Pittsburgh’s retail scene is shrinking in all the right ways. Landlords across the region are carving up large storefronts into smaller spaces as demand swings toward compact, service-driven tenants. Food-and-drink operators, fitness concepts, and entertainment venues are increasingly snapping up these tighter footprints instead of the old-school big-box spaces.
Data Shows Smaller Footprints Are Winning
A recent market analysis finds that new-to-market retail deals in Pittsburgh are tilting toward smaller footprints, with service-oriented tenants fueling much of the action. The report notes that new leases are trending down in size and highlights one prominent example: 9Yards Golf Lounge signing for about 5,000 square feet at The Block Northway, according to CoStar.
Local Example: 9Yards Golf at The Block Northway
At The Block Northway, 9Yards opened a simulated-golf lounge at 6246 Northway Drive with a soft launch last October, using a relatively modest amount of space to create a full-blown entertainment draw.
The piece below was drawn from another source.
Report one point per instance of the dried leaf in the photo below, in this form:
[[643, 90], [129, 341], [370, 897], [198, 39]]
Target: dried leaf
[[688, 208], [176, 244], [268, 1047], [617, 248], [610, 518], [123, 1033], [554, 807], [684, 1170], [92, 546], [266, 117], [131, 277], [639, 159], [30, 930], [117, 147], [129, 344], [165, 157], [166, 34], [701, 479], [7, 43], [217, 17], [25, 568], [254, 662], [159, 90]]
Local TV coverage has pointed to the golf lounge as a textbook example of how experiential operators are filling neighborhood and mall storefronts that might once have gone to a single big-box retailer, per WPXI.
Brokers Say Availability Remains Tight
On the brokerage side, recent reports show that many Pittsburgh submarkets remain tight on available space even as leasing continues at a steady clip. That squeeze is prompting more landlords to split up larger boxes to accommodate multiple smaller tenants. Colliers’ latest retail market brief pegs regional availability at around 5.9% in its most recent quarter and notes consistent leasing activity in neighborhood centers and strip locations, according to Colliers.
What This Means for Shoppers and Developers
Industry watchers say this tilt toward small-format retail is not just a local quirk but part of a broader structural shift. Compact storefronts under 5,000 square feet have become the backbone of leasing activity, keeping competition fierce for those units and making it more enticing for owners to reconfigure larger spaces, per recent trend commentary from eXp Commercial.
For small-business owners, the new landscape is a mixed bag: more options in neighborhood corridors, but stiffer competition and rising per-square-foot rents as landlords chase denser layouts. For property owners and developers, the playbook is increasingly centered on breaking up oversized boxes and marketing compact, flexible spaces to experience-driven and service tenants who can keep foot traffic flowing without needing a warehouse-sized lease.